A Call to the Primitive by Vyom

Photo credit: Shujaat Mirza


In Mausham Manglla's work Enigma we see a mob of humans while as a counterpoint on the other far side of the canvas a pack of street dogs stand prowling – a familiar scene in the crisscrossing geometry of an urban cityscape. The image is like an enforced grid placed upon living objects that makes them at once static, caught in a freeze frame, as it were, to suggest that the negotiations of the city and its streets and the lives that interact with them halts us and throws out the native understanding of life as we once lived it. We surrender the carefree abandon that we basked in with no certainty of escape. The enigma of being free yet caught in a place and its systems is something that all of us might identify in these times when daily life has come to a standstill of sorts.


Enigma by Mausham Manglla

Acrylic paint, ink and pencil on canvas, 60 inches × 90 inches

Photo credit: Shujaat Mirza


Satadru Sovan's work reflects on the gaze and the elements that constitute desire as we live constantly in the flux of sensory stimuli, thwarted yearnings and an inability to contextualize them into meaningful completion. And all this takes place within a matrix of physical beauty as a defining feature of fleeting attachments; the round frame is in a way both a trap as well as presentation to the outside world.
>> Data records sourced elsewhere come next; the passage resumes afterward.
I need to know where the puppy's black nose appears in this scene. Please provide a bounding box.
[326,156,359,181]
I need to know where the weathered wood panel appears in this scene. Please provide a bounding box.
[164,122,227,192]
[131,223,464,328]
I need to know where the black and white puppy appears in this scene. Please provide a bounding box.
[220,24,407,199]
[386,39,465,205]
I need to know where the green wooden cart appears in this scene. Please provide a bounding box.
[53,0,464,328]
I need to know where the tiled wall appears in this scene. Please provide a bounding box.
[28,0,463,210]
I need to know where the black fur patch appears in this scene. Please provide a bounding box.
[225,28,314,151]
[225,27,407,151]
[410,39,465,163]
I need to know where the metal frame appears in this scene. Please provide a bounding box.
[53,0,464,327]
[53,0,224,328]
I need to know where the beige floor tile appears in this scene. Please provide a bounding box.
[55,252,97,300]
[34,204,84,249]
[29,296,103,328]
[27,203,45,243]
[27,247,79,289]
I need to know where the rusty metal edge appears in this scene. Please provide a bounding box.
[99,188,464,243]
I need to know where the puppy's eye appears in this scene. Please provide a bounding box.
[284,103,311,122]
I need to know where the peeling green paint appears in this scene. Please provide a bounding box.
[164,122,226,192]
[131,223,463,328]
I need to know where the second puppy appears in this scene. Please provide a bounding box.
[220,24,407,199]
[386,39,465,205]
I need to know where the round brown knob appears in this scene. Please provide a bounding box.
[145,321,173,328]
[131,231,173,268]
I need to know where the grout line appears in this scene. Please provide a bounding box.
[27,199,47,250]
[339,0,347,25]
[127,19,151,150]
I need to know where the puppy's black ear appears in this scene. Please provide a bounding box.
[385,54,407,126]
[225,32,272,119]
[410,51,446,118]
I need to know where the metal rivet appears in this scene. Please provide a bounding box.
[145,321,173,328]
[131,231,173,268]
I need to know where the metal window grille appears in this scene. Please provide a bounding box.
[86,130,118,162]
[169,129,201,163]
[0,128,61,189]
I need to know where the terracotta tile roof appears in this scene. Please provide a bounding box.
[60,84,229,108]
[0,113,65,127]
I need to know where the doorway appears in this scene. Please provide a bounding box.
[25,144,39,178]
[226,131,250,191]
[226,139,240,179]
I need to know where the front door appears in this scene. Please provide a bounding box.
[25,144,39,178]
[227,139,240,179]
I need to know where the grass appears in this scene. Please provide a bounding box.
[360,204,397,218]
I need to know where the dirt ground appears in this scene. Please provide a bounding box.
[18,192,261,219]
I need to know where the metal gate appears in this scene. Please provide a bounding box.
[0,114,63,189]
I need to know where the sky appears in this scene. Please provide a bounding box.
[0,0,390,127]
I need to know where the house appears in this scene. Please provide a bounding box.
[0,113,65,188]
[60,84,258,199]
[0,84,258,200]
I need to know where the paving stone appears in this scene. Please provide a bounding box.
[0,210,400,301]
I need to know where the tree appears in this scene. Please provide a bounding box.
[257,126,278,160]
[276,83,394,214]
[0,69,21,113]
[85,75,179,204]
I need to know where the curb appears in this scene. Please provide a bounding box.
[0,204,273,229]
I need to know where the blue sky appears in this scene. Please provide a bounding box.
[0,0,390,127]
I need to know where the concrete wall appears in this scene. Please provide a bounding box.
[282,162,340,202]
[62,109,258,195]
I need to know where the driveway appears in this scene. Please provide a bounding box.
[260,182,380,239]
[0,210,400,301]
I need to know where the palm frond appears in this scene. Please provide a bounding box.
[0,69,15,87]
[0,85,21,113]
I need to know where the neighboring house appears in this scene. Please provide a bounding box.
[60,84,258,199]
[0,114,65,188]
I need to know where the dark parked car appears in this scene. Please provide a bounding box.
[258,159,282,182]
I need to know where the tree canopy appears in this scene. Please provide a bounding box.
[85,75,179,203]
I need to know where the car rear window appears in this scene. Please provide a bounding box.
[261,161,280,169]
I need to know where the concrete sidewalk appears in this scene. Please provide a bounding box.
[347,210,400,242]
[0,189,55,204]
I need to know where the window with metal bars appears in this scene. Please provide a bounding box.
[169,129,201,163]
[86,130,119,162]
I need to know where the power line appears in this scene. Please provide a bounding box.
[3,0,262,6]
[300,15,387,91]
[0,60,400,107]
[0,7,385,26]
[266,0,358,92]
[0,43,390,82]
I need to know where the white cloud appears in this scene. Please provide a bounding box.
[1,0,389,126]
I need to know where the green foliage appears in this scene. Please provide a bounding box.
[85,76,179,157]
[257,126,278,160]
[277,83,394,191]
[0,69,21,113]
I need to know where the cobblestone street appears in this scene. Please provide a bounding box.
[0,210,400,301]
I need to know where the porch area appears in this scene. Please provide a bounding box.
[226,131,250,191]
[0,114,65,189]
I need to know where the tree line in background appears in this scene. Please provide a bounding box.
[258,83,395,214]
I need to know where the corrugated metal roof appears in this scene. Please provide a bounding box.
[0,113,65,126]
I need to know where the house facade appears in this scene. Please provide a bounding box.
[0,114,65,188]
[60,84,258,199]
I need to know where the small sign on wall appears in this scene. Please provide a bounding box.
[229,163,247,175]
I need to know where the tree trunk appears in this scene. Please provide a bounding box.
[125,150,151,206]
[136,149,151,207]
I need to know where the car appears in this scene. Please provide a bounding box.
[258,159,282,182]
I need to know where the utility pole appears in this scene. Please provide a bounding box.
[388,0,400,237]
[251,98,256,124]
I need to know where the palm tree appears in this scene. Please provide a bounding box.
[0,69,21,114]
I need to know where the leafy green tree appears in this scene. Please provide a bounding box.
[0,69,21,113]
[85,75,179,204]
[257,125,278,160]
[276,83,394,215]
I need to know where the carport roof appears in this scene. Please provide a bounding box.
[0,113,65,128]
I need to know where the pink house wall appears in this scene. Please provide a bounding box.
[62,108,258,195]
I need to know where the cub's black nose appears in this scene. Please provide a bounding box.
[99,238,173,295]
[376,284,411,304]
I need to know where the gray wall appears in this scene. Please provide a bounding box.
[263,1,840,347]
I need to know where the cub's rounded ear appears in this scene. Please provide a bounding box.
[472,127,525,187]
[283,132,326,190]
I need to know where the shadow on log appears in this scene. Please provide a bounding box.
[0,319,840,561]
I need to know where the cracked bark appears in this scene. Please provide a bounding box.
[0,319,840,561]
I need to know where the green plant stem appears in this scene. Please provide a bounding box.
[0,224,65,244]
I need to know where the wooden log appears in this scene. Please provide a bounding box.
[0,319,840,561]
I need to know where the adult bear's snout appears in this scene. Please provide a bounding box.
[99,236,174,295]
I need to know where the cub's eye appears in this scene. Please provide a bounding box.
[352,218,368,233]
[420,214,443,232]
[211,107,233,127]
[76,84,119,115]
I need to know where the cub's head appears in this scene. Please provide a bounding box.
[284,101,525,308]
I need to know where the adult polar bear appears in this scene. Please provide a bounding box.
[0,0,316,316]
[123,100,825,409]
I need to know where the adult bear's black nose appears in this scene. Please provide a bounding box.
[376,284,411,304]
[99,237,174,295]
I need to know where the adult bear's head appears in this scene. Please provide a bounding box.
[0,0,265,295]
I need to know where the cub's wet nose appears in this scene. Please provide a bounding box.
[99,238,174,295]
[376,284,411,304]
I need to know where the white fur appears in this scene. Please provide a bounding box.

Body swayed to the music will be brightening glance by Satadru Sovan

Acrylic on paper, 10 inches × 12 inches

Photo credit: Shujaat Mirza


In Nayana Soparkar's installation Lock, Unlock, Confusion, Chaos! the daily commuter vehicle, the auto-rickshaw, becomes symbolic of the shambolic and uneven navigation of life itself, as it pans out in a post-Covid world. The rickshaws in a way become manifestations of our inner disquiet and adjustments, suggestive of both movement and the restrictions of mobility. With partial normalcy, as we once again venture out with baby steps we take a calculated risk. The upturned auto-rickshaws at one end and the skeletal white frames of a few others depict life’s fragility. While the rickshaws in front are ready for a ride and suggest a glimmer of hope, others that are moving in odd directions mimic our journey in the new normal.


Lock, unlock, confusion, chaos! by Nayana Soparkar

Installation (mixed media)

Image courtesy 079 Stories


Finally, in an exhibition that befitted its claim to the beautiful around us, even if it's broken, flawed and a work in process, Harshil Patel's paintings were a source of pleasure. The works that are reminiscent of Ram Kumar and suggest continuity with the past into the present are a fitting end to this review.


Untitled by Harshil Patel

Acrylic on paper, 5 inches × 7 inches

Photo credit: Shujaat Mirza

Shujaat Mirza is an intrepid art aficionado, curator and critic, with a passion for

multidisciplinary art. His primary area of interest is art at the intersection of visual aesthetics and verbal semantics. He is also a poet and writer and his work has been published online as well as in literary magazines.